Run reporting rate models to assess the change in species occurrence over time.
Usage
reportingRateModel(
taxa,
site,
time_period,
list_length = FALSE,
site_effect = FALSE,
species_to_include = unique(taxa),
overdispersion = FALSE,
verbose = FALSE,
family = "Binomial",
print_progress = FALSE
)
Arguments
- taxa
A character vector of taxon names, as long as the number of observations.
- site
A character vector of site names, as long as the number of observations.
- time_period
A numeric vector of user defined time periods, or a date vector, as long as the number of observations.
- list_length
Logical, if
TRUE
then list length is added to the models as a fixed effect. Note that since list_length is a property of each visit the model will run as a binomial model rather that as a bernoulli model.- site_effect
Logical, if
TRUE
then site is added to the models as a random effect.- species_to_include
A character vector giving the name of species to model. By default all species will be modelled
- overdispersion
This option allows modelling overdispersion (
TRUE
) in models. Default isFALSE
.- verbose
This option, if
TRUE
, sets models to verbose, allowing the interations of each model to be viewed.- family
The type of model to be use. Can be
"Binomial"
or"Bernoulli"
. Note the if list_length isTRUE
family defaults to Bernoulli.- print_progress
Logical, if
TRUE
progress is printed to console when running models. Default isTRUE
Value
A dataframe of results are returned to R. Each row gives the results for a
single species, with the species name given in the first column, species_name
.
For each of the following columns the prefix (before ".") gives the covariate and the
sufix (after the ".") gives the parameter of that covariate.
number_observations
gives the number of visits where the species of interest
was observed. If any of the models encountered an error this will be given in the
column error_message
. If model do encounter errors the the values for most
columns will be NA
The data.frame has a number of attributes:
intercept_year
- The year used for the intercept (i.e. the year whose value is set to 0). Setting the intercept to the median year helps to increase model stabilitymin_year
andmax_year
- The earliest and latest year in the dataset (after years have been centered onintercept_year
nVisits
- The total number of visits that were in the datasetmodel_formula
- The model used, this will vary depending on the combination of arguments used
References
Roy, H.E., Adriaens, T., Isaac, N.J.B. et al. (2012) Invasive alien predator causes rapid declines of native European ladybirds. Diversity & Distributions, 18: 717-725.

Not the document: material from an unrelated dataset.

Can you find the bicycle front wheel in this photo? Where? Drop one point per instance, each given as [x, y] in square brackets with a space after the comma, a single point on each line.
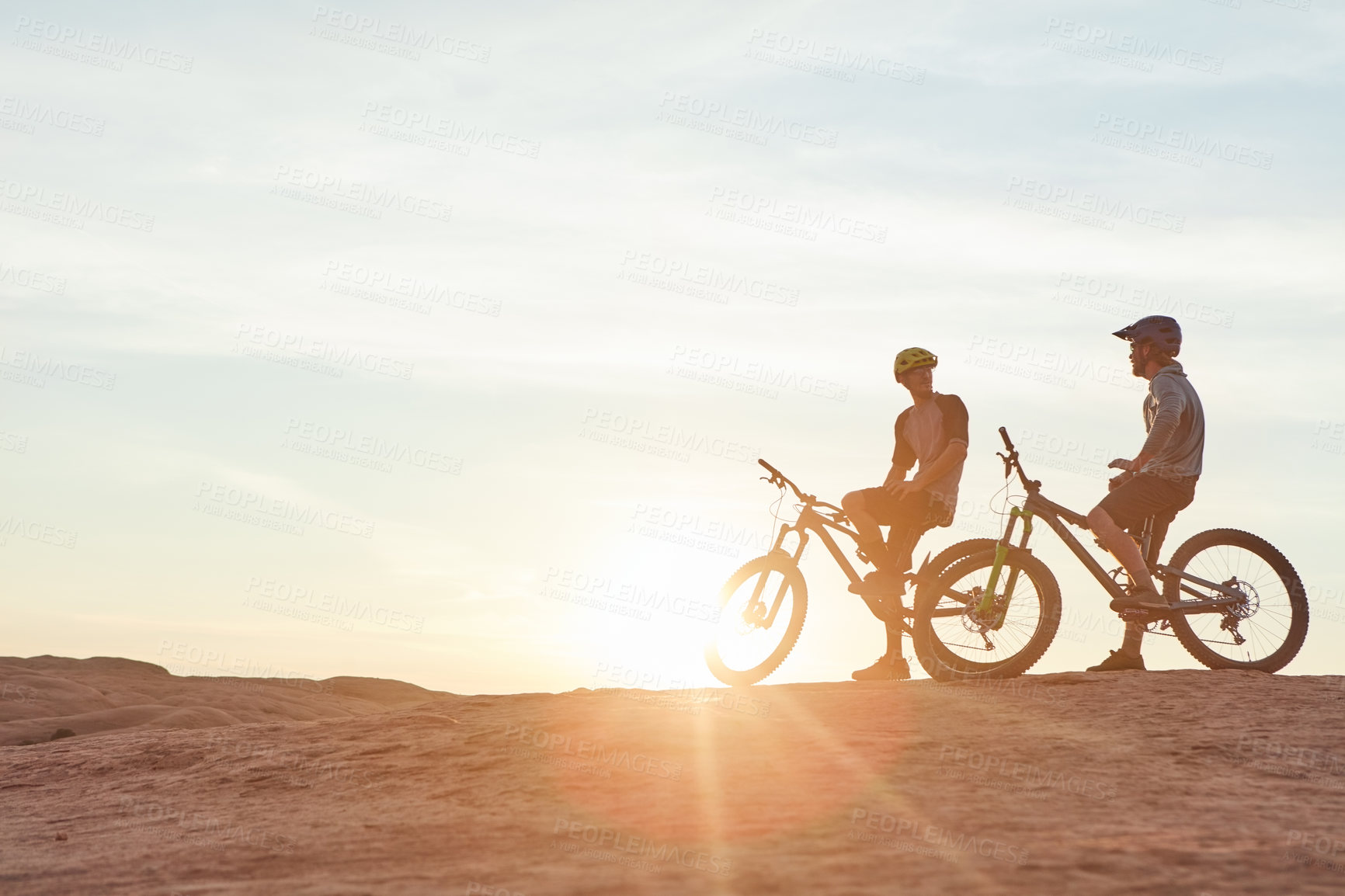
[1267, 629]
[955, 641]
[762, 609]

Isaac, N.J.B. et al. (2014) Extracting robust trends in species' distributions from unstructured opportunistic data: a comparison of methods. bioRXiv 006999, https://doi.org/10.1101/006999.
Examples
if (FALSE) {
# Create data
n <- 3000 #size of dataset
nyr <- 10 # number of years in data
nSamples <- 30 # set number of dates
nSites <- 15 # set number of sites
# Create somes dates
first <- as.POSIXct(strptime("2010/01/01", "%Y/%m/%d"))
last <- as.POSIXct(strptime(paste(2010+(nyr-1),"/12/31", sep=''), "%Y/%m/%d"))
dt <- last-first
rDates <- first + (runif(nSamples)*dt)
# taxa are set as random letters
taxa <- sample(letters, size = n, TRUE)
# three sites are visited randomly
site <- sample(paste('A', 1:nSites, sep=''), size = n, TRUE)
# the date of visit is selected at random from those created earlier
time_period <- sample(rDates, size = n, TRUE)
# combine this to a dataframe (adding a final row of 'bad' data)
df <- data.frame(taxa = c(taxa,'bad'),
site = c(site,'A1'),
time_period = c(time_period, as.POSIXct(strptime("1200/01/01", "%Y/%m/%d"))))
# Run the model
RR_out <- reportingRateModel(df$taxa, df$site, df$time_period, print_progress = TRUE)
head(RR_out)
}